周旻繃著張臉,一板一眼地說:“吳娘子!請您如實告知,院子底下是不是地窖,也好讓我們下手有個分寸。”
吳姝放下手中的筆,邊收拾桌上的冊子邊輕悠悠地說:“你若不是怕我,幹嘛叫宋青上來跟我說。還有,離我這麼遠說話,是怕我吃了你嗎?”
吳姝拋了一個洞悉一切的眼神,嘴角卻勾起嘲弄的笑意,這讓周旻想起那晚的一幕,臉騰的一下熱了起來,就好似此刻他也是光身裸~體。
吳姝:“不用怕,我對你不感興趣。”
周旻:“我們已告知娘子異狀,儘管以後會注意,但不保證百分百,若有其他不可測而娘子沒有告知的意外,我們概不負責,這不在契約的擬定範圍,望周知!”
周旻說完,直接轉身走人,再也不看吳姝一眼,乾脆利落。
身後卻傳來吳姝淡淡的聲音:“你們挖你們的吧,不礙事,也不會有什麼意外。”
“艹!”周旻在心裡狠狠地罵了一句。他停了下來,雙手在身側攥緊了又鬆開,往復幾次,才腳步沉沉地下了樓。
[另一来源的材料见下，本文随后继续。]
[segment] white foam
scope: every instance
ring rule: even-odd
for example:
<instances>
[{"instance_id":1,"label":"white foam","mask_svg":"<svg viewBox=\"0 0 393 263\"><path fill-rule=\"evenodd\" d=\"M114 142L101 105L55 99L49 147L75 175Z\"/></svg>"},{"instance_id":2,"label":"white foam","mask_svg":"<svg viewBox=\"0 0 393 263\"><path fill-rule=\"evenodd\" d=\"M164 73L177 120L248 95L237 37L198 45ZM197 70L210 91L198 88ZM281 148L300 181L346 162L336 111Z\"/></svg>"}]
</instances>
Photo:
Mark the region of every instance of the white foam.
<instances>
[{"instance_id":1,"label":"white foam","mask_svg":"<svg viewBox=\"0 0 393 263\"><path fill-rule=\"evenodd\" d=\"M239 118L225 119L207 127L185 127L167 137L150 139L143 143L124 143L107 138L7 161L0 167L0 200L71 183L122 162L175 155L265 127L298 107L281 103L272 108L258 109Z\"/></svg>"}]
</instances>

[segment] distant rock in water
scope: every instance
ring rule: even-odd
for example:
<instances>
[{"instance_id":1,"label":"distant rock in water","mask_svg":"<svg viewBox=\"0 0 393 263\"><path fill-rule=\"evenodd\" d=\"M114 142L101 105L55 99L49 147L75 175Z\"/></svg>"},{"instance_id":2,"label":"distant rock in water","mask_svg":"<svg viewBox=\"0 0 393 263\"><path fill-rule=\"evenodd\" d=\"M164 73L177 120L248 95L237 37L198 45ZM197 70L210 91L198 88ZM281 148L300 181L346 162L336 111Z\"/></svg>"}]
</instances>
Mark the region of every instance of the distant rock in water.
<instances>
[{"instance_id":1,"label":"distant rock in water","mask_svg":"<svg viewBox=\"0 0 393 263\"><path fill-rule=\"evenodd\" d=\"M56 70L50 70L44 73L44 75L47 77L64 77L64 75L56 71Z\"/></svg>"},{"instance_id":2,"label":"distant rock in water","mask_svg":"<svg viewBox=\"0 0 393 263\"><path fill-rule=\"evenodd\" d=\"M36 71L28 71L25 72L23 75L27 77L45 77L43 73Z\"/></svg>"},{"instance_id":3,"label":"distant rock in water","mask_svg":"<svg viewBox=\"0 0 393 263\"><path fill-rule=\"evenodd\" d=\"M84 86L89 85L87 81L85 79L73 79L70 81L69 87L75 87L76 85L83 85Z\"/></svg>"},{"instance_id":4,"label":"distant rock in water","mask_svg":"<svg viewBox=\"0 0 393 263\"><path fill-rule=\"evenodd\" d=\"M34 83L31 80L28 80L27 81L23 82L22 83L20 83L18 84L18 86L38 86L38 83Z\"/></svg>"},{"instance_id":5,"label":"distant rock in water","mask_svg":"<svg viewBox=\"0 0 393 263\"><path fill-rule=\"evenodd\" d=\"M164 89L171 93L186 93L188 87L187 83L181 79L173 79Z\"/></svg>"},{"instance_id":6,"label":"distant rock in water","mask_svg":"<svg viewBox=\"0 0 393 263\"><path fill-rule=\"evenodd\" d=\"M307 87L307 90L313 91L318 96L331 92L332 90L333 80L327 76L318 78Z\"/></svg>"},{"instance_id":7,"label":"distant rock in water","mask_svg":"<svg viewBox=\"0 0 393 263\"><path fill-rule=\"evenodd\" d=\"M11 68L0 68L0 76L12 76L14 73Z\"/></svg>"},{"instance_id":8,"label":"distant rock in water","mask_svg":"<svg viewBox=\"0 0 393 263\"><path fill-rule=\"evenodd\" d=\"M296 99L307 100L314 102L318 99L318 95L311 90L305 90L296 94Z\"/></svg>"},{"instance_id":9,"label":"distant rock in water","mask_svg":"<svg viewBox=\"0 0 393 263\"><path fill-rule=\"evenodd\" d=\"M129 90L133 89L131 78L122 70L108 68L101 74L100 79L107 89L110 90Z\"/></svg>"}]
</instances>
吳姝在房間裡,慢慢展開了一副字畫,細細地用眼神描摹著畫上的筆墨,直到再也聽不見樓梯間的腳步聲,無意地嘀咕了聲:“小氣的男人!”
第6章 剋死
夏日的又一場暴雨,徹頭徹尾地把世間沖刷了一遍,清湛湛的,吳姝伸出手,接屋檐滴露的水珠,有些許細小的雨珠撲在臉上,痒痒的。
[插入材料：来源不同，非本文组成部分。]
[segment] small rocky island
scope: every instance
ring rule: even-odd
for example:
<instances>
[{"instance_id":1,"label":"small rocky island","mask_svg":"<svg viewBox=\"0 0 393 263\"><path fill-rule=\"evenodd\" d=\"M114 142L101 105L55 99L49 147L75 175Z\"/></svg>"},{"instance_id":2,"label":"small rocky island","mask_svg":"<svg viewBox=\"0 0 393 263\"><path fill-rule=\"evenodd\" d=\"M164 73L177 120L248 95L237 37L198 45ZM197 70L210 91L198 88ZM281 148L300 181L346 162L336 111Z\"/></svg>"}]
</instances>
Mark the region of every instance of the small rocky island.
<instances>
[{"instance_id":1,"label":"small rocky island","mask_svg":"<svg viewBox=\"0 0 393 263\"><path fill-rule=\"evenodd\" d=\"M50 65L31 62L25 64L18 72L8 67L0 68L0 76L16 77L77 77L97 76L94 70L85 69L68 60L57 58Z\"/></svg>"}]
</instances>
吳姝輕輕地勾起嘴角,望著遠處的雨簾水瀑,心情格外的好。
而收拾了東西,剛直起身的周旻,透過密密麻麻的雨線,看到如同凌霄花開的笑意。
這個角度望過去,吳姝不會看到他,他卻可以肆無忌憚地瞧她。
誰說這個女人冷若冰霜,她只是很少笑而已。
因著挖到的“奇怪”,宋青直接吃了“閉門羹”,周旻也是一臉不痛快地下了樓。
這回倒是輪到宋青安慰起他來,“二哥你也彆氣,人家年紀輕輕就守了寡,脾氣難免奇怪,陰陽不協調嘛!說話尖酸刻薄些,也是可以理解的,咱們是爺們,不能跟一個寡婦計較。”
周旻一甩手,“誰他媽跟她計較了。”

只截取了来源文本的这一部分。